Came across a really tasty recipe recently (from 3 Bowls). I didn’t make it, but it gave me some ideas on how to create one that seemed simpler. I took the Mirin and Balsamic idea from it and came up with the one below. If desired, you can garnish the dish with Feta or Chevre cheese, freshly chopped chives, both, or be creative!

I did not grow up liking beets; I never knew much about them and never had them fresh. After many years frequenting farmers’ markets, Michele and I thought it made sense to try some after seeing these beautifully looking root vegetables presented, topped with their brilliant bright greens.

Boy . . . we are really happy we did! We love them and this recipe has gotten raves from everyone who has tried it. Hope you like it too.

Andy


1½ lbs of beets (about 4 beets 2.5 to 3 inches dia.)
3 green onions
1 Tbsp extra-virgin olive oil
2/3 cup walnuts
¼ cup Mirin (sweet rice wine; NOT Sake)
2 to 3 Tbsp Raspberry Balsamic (love Fustini’s!

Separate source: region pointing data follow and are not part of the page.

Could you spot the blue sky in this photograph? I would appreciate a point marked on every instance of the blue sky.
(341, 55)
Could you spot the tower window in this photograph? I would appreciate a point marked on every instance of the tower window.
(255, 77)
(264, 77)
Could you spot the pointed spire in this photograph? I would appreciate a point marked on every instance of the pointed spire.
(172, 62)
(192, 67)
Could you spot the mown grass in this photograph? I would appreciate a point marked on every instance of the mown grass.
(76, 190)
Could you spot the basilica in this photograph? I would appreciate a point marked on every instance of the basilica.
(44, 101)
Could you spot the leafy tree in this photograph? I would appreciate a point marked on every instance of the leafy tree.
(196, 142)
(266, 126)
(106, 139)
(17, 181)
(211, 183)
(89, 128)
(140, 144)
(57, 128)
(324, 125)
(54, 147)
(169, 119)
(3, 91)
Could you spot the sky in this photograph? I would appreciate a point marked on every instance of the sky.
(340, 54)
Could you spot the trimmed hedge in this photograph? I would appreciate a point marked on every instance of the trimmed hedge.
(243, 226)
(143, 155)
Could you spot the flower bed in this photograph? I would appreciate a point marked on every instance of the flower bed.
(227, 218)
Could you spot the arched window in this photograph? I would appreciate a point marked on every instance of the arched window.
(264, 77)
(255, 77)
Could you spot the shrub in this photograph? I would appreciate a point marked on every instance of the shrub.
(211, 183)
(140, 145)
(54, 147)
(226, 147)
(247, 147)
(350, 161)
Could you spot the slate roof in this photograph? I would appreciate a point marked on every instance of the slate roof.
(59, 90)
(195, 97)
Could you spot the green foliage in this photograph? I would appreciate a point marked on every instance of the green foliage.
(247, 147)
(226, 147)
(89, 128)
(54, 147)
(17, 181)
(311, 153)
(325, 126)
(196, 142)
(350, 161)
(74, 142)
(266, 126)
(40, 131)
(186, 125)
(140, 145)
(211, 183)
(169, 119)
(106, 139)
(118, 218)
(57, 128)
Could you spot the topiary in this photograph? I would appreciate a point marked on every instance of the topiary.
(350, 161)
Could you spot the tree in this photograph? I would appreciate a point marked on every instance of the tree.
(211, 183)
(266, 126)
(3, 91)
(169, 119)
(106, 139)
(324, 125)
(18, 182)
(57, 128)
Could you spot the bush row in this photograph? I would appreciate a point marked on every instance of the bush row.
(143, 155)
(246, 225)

  1. Boil beets until tender, about 45 minutes. While the beets boil prep the following.
  2. Chop the green onions and place in a medium sauce pan with the olive oil and set aside.
  3. Measure and place the walnuts aside.
  4. Combine the Mirin and Raspberry Balsamic in a measuring cup with high sides. (You’ll whisk them just before pouring.)
  5. To test if the beets are done, stab them with a fork off and on through the last 15 minutes or so until they are about the same hardness as boiled potatoes, slightly firmer. Run each under cold water while you rub off the stems and skins with your hands; the skins slide off easily.
  6. Slice the beats into approximately ½ to ¾ inch cubes and place in a large mixing bowl and set aside.
  7. Sauté the green onions in the oil for a few minutes over medium heat.
  8. Turn the heat to high. Whisk the Mirin-Balsamic mixture well and then pour into the sauce pan. Add the walnuts immediately.
  9. Stir every few seconds while the mixture boils. Stir and boil for about 2 to 3 minutes total.
  10. Remove the sauce pan from the heat and pour over the beets in the mixing bowl. Mix everything very well and serve warm or cold. 







































3 comments:

  1. This sounds wonderful! Will try it, we have beets growing in the garden..and I have raspberry balsamic in the house!! Now, what is the orange you have sprinkled on top of the beets in the last photo?

    I seem to miss your posts as they don't show up on my blog page for some reason...I do find your posts in my dashboard though.

    ReplyDelete
  2. I put chopped boiled egg and green onion as a garnish. They're great!

    Not sure about why the posts are not on your blog page. Did you have any luck with the Blogger FAQ's or tried Google-ing for an answer? I know some blogs work different than others.

    Let us know if you like the recipe, Bren!